Khan Zeeshan A.1,Kerzner Benjamin2,Kaplan Daniel J.2,Riff Andrew J.2,Chahla Jorge2,Bach Bernard R.2

Affiliation:

1. Rush Medical College, Chicago, Illinois, USA

2. Department of Orthopaedic Surgery, Rush University Medical Center, Chicago, Illinois, USA

Abstract

Background: Long-term follow-up for anterior cruciate ligament reconstruction (ACLR) is limited due to heterogeneity in the number of techniques utilized, the number of surgeons included, and attrition bias. Purpose: To analyze a single surgeon's 35-year experience with ACLR using the transtibial technique, with an emphasis on temporal trends in graft selection and subanalyses on rates of revision surgery, contralateral ACLR, and nonrevision reoperation among different demographic cohorts of patients. Study Design: Case series; Level of evidence, 4. Methods: All patients who underwent arthroscopically assisted single-bundle ACLR between 1986 and 2021 were identified from a prospectively maintained single-surgeon registry.

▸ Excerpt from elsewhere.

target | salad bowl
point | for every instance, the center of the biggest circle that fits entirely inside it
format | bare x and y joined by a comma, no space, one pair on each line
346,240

Outcomes of interest included revision, reoperation, and contralateral rupture rates. Results: A total of 2915 ACLRs were performed during the senior surgeon's career. The mean age for primary ACLR was 29.4 ± 14.8 years. During primary ACLR, 98.4% of patients received a central-third bone-patellar tendon-bone (BPTB) graft. Increasing patient age was associated with increasing allograft usage ( P < .01), with a significant temporal increase in allograft usage over the senior surgeon's career ( P < .01). There was a higher revision rate among younger patients ( P < .01), female patients aged 21 to 25 years ( P = .01), and patients who received an allograft during the primary procedure ( P = .04). The contralateral rupture rate showed no difference between sexes ( P = .34); however, patients who underwent ACLR with autograft had a greater rate of contralateral injury compared with those with allograft ( P < .01). The contralateral rupture rate was greater than the revision rate ( P < .01). The most common causes of nonrevision reoperation were failed meniscal repair, new meniscal tears, arthrofibrosis, and painful hardware removal. Conclusion: The findings of this single-surgeon registry reveal temporal trends in ACLR over a 35-year career. There was a trend toward increasing BPTB allograft use in ACLR, especially in older patients and revision cases. A greater revision rate was observed among younger patients, female patients, and those receiving allografts during primary surgery. Contralateral ACLR was more common than revision surgery.